In the recent Windsor case that overturned the Defense of Marriage Act (DOMA), a narrow majority of the U.S. Supreme Court said that its “opinion and its holding are confined to … lawful marriages.” None of the parties in Windsor were in a civil union, so the question about civil unions was not before the Court, and therefore they did not address it. Thus, we don’t know how the Court would decide the question of whether the word “marriage” in federal statutes includes couples in civil unions who have all the rights of married people except the name.
If the U.S. Supreme Court (SCOTUS) gets around to addressing this question, they may decide that Congress intended the word “marriage” in federal statutes to only cover couples to whom the states issue marriage licenses, or they may decide that Congress intended the word to also cover couples that are equal to licensed marriages according to state law. If SCOTUS decides the former rather than the latter, then Congress may wish to extend coverage to couples that state law deems equal to licensed marriages. But I suspect that SCOTUS would not insist upon a “marriage” license to qualify as “married” under federal law, given that unlicensed “common law marriages” have been deemed legally valid for centuries.
In any event, it’s puzzling to me why Governor Christie hasn’t gotten the ball rolling by removing the case to federal court, where it belongs.
Personally, I do not believe that DOMA and similar state laws have merely been expressions of bigotry, notwithstanding what five SCOTUS judges claimed in Windsor.
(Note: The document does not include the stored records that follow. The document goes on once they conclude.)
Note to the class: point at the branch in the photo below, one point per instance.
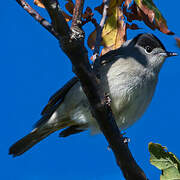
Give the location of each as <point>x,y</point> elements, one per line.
<point>77,14</point>
<point>72,43</point>
<point>37,17</point>
<point>99,30</point>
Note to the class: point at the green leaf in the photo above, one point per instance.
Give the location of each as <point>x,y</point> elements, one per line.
<point>165,161</point>
<point>154,15</point>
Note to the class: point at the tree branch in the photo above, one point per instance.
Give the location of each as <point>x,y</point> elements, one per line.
<point>72,43</point>
<point>99,29</point>
<point>37,17</point>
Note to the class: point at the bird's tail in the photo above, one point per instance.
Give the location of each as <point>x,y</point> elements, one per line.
<point>29,140</point>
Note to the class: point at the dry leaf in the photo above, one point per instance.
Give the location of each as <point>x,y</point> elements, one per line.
<point>127,3</point>
<point>39,3</point>
<point>152,16</point>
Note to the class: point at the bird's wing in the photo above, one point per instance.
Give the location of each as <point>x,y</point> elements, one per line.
<point>55,101</point>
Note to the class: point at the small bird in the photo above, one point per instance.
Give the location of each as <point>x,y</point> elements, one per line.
<point>128,75</point>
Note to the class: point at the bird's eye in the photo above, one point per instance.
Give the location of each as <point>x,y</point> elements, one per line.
<point>148,49</point>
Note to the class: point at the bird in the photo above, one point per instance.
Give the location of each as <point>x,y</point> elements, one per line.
<point>128,75</point>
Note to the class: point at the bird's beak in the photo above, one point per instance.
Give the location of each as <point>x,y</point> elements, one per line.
<point>169,54</point>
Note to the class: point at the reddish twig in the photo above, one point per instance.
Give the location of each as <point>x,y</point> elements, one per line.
<point>37,17</point>
<point>99,30</point>
<point>77,14</point>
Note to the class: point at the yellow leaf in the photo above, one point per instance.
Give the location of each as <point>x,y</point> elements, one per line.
<point>39,3</point>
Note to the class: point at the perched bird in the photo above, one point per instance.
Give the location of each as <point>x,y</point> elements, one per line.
<point>128,74</point>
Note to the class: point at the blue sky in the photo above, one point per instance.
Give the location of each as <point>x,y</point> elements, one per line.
<point>32,68</point>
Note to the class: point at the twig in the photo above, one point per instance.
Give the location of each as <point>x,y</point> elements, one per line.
<point>99,30</point>
<point>37,17</point>
<point>59,23</point>
<point>77,13</point>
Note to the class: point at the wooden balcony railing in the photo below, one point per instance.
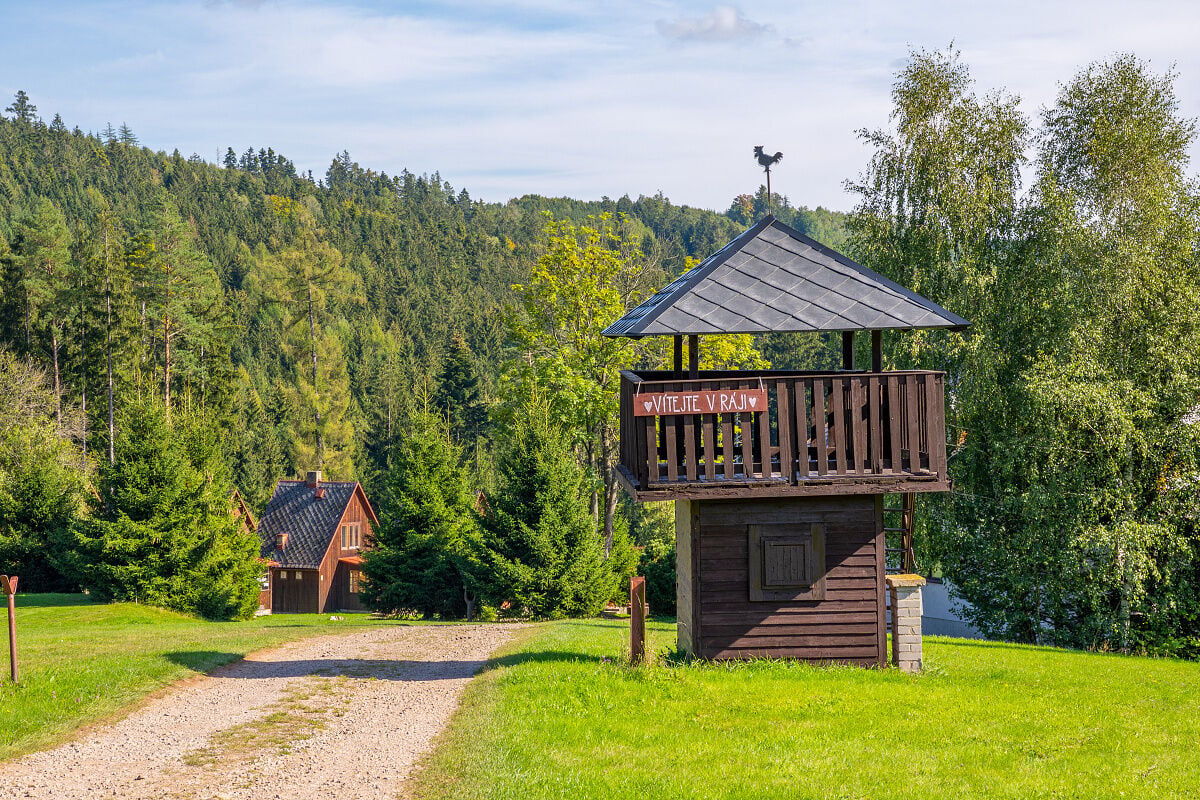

And I don’t trust SCOTUS to strike down statutes based upon perceived (or misperceived) “animus” anyway, mainly because the Court is nuts to argue (in essence) that the exact same law could be valid if reenacted someday by a Congress devoid of “animus”. The framers of the Constitution (and of its amendments) were not nuts, which explains why there is no Anti-Animus Clause in our Constitution.
As a single person, why should I be forced to subsidize gay couples, who are (and always ought to be) perfectly free to become gay couples whether I subsidize them or not? To have this subsidy decreed by a court rather than by legislators also strikes me as rather undemocratic in a country where judges are not supposed to have the taxing and spending power. If such subsidy is going to be decreed by judges, as it was in the Windsor case, then why must the judges also command everyone in the country to use the word “marriage” instead of another non-derogatory word? Haven’t judges already grabbed enough power in this country without also becoming speech police? Can’t they leave one iota of power to the people’s elected representatives? Things long ago reached the point in this country where I would not want to even consider holding elective office; I would want to be a servant of the people, not a servant of judges.
Anyways, Governor Christie, don’t be such a patsy; exhaust your legal options by going to federal court instead of just throwing in the towel prematurely.